Figure 6. Aptamer R4cXII-1 dose dependently inhibits FXIIa-catalyzed activation of FXI

A) FXI was activated by FXIIa, the reaction was quenched at various time-points and assayed for the amount of FXIa formed in the presence of R4cXII-1 (■), scrambled control RNA (▼), or buffer (▲). The data represent the mean ± SEM of triplicate measures. B) The amount of FXIa formed was determined in the presence of R4cXII-1 at concentrations of 0nM(▲), 1nM (■), 3nM (•), 6nM (◆), 10nM (▼), 20nM (□), 50nM (○). The data are representative of three independent measures. C) Fractional activity of R4cXII-1 versus the ratio of R4cXII-1 to FXII present in the reaction. The data represent the mean ± SEM of triplicate measures.

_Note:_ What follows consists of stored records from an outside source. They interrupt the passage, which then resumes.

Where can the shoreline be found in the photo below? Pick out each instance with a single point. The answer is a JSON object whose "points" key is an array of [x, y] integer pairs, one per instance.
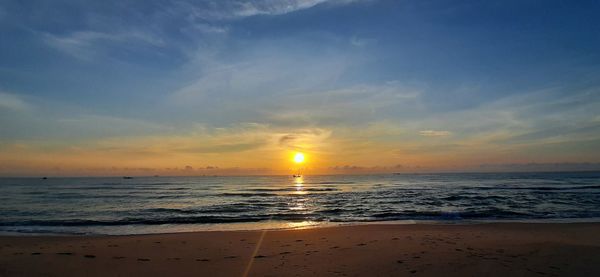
{"points": [[493, 249], [280, 226]]}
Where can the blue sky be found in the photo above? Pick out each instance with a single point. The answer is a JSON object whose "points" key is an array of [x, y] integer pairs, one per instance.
{"points": [[94, 86]]}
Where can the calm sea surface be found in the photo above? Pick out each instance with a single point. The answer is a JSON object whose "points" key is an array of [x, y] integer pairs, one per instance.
{"points": [[171, 204]]}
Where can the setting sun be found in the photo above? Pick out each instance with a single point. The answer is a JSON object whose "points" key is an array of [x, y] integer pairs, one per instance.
{"points": [[299, 158]]}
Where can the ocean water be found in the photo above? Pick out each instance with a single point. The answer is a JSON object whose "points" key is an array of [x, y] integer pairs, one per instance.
{"points": [[173, 204]]}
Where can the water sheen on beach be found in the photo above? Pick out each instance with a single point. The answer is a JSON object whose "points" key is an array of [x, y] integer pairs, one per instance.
{"points": [[165, 204]]}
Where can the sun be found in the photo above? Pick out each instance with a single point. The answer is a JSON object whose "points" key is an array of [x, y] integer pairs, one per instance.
{"points": [[298, 158]]}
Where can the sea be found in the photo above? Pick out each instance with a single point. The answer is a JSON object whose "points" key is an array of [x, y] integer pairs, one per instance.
{"points": [[144, 205]]}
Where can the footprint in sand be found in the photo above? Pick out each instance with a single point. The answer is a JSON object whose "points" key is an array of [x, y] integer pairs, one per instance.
{"points": [[64, 253]]}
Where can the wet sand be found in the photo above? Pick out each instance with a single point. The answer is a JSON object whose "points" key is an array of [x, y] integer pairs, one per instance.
{"points": [[500, 249]]}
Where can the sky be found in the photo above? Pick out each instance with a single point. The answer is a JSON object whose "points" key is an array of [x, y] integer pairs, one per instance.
{"points": [[237, 86]]}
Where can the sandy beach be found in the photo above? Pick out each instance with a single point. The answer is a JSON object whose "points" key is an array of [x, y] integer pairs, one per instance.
{"points": [[499, 249]]}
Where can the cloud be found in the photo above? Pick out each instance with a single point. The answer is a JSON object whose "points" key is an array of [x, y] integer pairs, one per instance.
{"points": [[434, 133], [13, 102], [308, 139], [85, 45], [235, 9]]}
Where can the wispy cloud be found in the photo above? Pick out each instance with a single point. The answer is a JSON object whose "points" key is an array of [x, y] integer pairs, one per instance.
{"points": [[234, 9], [86, 45], [434, 133], [13, 102]]}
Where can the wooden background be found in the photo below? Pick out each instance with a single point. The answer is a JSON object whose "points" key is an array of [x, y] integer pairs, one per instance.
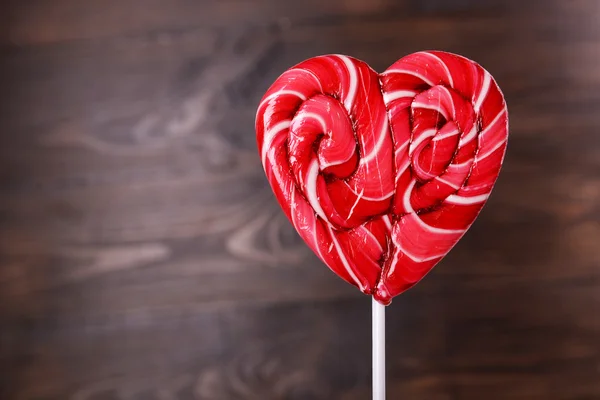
{"points": [[142, 255]]}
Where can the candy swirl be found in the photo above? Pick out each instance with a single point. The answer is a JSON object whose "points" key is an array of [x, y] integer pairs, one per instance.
{"points": [[382, 174]]}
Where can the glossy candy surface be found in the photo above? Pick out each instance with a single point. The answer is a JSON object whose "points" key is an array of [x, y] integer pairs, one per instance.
{"points": [[382, 174]]}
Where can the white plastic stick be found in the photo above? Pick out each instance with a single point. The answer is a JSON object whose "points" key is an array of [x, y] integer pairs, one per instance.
{"points": [[378, 350]]}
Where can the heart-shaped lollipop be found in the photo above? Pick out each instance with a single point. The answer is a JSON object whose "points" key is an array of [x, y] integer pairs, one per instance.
{"points": [[382, 174]]}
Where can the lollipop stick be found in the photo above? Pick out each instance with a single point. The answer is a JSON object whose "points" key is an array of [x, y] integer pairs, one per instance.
{"points": [[378, 350]]}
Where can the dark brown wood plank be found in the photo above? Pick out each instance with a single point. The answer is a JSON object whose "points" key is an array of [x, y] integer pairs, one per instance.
{"points": [[142, 255]]}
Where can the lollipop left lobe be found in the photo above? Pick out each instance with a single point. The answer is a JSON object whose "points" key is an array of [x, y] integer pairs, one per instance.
{"points": [[381, 175]]}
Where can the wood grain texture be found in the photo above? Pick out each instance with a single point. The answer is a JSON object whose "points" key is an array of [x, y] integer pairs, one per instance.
{"points": [[142, 255]]}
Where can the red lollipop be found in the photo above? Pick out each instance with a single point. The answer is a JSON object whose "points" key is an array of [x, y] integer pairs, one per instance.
{"points": [[382, 174]]}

Figure 7. Aptamer R4cXII-1 does not inhibit the ability of FXII to activate prekallikrein

Prekallikrein was activated by FXIIa, the reaction was quenched at various time points and assayed for the amount of kallikrein formed in the presence of R4cXII-1 (▼), scrambled control RNA (▲), or buffer (■).The data represent the mean ± SEM of triplicate measures.